Conçu à l’origine pour les banques cherchant à investir
leur portefeuille lié au ratio de liquidité Bâle III dans des
actifs liquides de bonne qualité (HQLA[[High Quality Liquid Assets.]]), cette solution
intéresse aussi les investisseurs devant gérer des
portefeuilles obligataires pour des raisons réglementaires,
de gestion des engagements ou de synchronisation de
la duration.
La solution déployée dans ce fonds consiste à investir
en obligations gouvernementales ou supra-nationales
« asset swapées »[[Ce sont des obligations combinées avec un swap bancaire échangeant le
coupon fixe contre un paiement variable de type EUR + spread.]]. Un portefeuille d’« asset swaps »
gouvernementaux ne génère aucun risque de crédit
supplémentaire, et réduit le risque de duration standard.
Pour autant, il permet de maintenir des rendements
positifs en combinant le carry payé par les asset
swap aux gains en mark-to-market réalisés grâce au
positionnement du fonds.
Au premier trimestre 2015, ce
type de stratégie a pu générer des rendements de type
Eonia + 96bp. Cette performance est liée en partie (50bp
environ) à la compression généralisée des spreads suite
à l’annonce de l’assouplissement quantitatif de la BCE, le
reste provenant du positionnement du fonds.
Cette stratégie permet ainsi d’apporter une réponse à un
défi de taille pour les investisseurs : comment maintenir
une exposition optimale aux obligations souveraines
européennes dont les rendements sont si bas, et ce en
surveillant attentivement les risques? Même type de défi pour
les gestionnaires de liquidités confrontés eux à la faiblesse
historique des taux monétaires.

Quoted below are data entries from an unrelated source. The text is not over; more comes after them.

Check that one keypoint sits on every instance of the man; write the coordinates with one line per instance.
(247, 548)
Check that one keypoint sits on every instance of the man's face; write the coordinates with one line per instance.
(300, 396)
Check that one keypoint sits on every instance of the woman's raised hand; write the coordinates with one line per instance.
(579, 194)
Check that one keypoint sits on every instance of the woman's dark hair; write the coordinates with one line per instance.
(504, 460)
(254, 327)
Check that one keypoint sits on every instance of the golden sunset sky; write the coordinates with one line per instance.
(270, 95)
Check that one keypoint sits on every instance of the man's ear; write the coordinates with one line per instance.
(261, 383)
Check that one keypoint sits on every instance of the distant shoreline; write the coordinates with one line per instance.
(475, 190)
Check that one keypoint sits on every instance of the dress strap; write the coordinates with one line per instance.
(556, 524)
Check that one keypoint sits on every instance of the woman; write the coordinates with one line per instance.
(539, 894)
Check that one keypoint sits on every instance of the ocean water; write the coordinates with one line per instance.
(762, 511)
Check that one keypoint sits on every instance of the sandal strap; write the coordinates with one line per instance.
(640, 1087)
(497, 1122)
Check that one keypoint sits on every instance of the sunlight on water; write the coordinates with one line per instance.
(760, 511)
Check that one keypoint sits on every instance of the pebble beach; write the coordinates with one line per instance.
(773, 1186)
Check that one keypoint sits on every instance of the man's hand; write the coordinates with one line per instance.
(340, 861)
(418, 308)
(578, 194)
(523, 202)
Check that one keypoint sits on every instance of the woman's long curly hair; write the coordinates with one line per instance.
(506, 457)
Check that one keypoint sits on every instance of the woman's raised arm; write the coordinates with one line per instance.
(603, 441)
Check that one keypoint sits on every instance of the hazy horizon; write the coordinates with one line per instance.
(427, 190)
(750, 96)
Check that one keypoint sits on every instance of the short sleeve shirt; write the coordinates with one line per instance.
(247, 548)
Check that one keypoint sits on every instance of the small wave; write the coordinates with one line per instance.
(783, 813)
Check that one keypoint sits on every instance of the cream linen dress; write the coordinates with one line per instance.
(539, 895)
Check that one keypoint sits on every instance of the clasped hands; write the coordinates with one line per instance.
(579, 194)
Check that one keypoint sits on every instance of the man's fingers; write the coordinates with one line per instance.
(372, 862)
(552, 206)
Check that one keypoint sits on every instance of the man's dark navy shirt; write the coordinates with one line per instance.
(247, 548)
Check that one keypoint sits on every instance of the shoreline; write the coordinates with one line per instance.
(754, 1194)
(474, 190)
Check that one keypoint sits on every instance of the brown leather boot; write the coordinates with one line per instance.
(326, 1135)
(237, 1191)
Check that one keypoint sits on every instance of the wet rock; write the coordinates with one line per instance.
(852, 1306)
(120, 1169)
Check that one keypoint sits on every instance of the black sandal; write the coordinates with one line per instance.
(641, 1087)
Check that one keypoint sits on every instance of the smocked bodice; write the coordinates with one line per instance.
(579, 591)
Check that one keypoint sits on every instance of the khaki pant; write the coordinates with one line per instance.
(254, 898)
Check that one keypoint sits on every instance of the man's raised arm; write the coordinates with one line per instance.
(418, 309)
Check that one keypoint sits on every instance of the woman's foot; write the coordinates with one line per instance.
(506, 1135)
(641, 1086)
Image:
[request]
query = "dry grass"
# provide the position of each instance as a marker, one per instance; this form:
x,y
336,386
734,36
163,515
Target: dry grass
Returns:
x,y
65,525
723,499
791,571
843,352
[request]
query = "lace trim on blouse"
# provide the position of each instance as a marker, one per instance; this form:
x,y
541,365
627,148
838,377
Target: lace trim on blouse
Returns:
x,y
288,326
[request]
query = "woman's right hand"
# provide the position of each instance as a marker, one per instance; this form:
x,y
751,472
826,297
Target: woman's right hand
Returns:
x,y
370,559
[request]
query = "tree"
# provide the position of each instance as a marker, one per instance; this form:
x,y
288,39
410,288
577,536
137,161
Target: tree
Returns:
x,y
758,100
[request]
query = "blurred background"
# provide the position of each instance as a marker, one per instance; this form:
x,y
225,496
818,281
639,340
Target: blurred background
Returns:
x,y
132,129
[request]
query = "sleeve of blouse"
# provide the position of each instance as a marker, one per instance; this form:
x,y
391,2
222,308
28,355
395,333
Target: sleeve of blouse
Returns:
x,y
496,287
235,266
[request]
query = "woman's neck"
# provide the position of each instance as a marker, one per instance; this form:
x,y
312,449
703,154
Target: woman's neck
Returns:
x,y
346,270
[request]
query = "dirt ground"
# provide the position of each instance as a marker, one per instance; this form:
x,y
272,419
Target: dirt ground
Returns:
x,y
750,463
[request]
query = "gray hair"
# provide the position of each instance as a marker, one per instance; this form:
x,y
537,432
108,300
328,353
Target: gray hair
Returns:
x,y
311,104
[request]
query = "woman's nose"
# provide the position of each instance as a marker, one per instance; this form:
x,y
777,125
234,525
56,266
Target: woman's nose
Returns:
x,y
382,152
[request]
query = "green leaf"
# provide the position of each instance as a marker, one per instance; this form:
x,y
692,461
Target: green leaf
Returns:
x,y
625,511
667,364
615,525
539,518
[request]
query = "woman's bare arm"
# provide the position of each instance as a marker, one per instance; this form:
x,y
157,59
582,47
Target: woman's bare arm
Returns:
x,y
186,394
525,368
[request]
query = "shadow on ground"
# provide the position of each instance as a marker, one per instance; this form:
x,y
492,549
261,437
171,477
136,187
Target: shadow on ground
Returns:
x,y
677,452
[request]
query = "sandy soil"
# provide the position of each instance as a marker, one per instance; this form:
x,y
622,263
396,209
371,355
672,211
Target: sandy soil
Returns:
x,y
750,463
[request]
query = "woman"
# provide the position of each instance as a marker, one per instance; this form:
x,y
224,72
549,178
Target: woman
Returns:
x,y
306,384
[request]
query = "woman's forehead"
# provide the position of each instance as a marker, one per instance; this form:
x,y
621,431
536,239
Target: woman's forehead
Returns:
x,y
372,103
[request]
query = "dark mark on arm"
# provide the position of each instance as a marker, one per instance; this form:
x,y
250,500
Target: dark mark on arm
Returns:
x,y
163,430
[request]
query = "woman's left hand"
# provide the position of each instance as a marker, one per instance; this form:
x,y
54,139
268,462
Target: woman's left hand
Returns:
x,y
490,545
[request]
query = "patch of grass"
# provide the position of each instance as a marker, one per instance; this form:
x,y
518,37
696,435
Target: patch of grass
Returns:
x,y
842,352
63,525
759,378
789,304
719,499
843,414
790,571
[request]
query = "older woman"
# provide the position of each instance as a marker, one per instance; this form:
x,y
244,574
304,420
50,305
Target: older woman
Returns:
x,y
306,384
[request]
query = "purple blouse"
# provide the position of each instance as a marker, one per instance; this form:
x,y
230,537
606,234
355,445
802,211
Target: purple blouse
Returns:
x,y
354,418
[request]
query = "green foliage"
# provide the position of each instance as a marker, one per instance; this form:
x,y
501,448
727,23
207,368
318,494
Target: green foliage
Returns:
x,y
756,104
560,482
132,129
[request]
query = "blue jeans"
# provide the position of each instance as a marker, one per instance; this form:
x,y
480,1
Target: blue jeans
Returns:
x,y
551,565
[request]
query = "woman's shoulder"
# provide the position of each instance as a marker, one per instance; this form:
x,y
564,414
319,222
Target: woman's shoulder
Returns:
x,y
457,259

Ici encore, une solution clé
en main sur des placements sécurisés court terme peut offrir
de véritables opportunités de rendement pour la trésorerie.
Ainsi Lyxor Smart Cash, investit dans des placements
court terme bancaires, collatéralisés par des actions.
Les nouvelles contraintes réglementaires, en pénalisant
le coût de portage des actions au bilan des banques,
incitent celles-ci à les céder, tout en s’engageant à
les reprendre à terme, via des opérations repo[[ Les repos (pensions livrées) sont des opérations de financement court terme qui consistent en un échange de titres (garantie correspondant à des
obligations, actions, ou autre titres financiers) de la part de l’emprunteur
contre de la trésorerie court terme de la part du prêteur.]]. Ce
nouveau paradigme provoque une tension sur les
taux de repo actions qui deviennent structurellement
négatifs. Combiné à un Eonia négatif, cela donne lieu à
une situation dans laquelle les titres de dette bancaire
court terme collatéralisés par des actions offrent des
rendements supérieurs aux titres non collatéralisés, alors
même qu’ils sont objectivement moins risqués.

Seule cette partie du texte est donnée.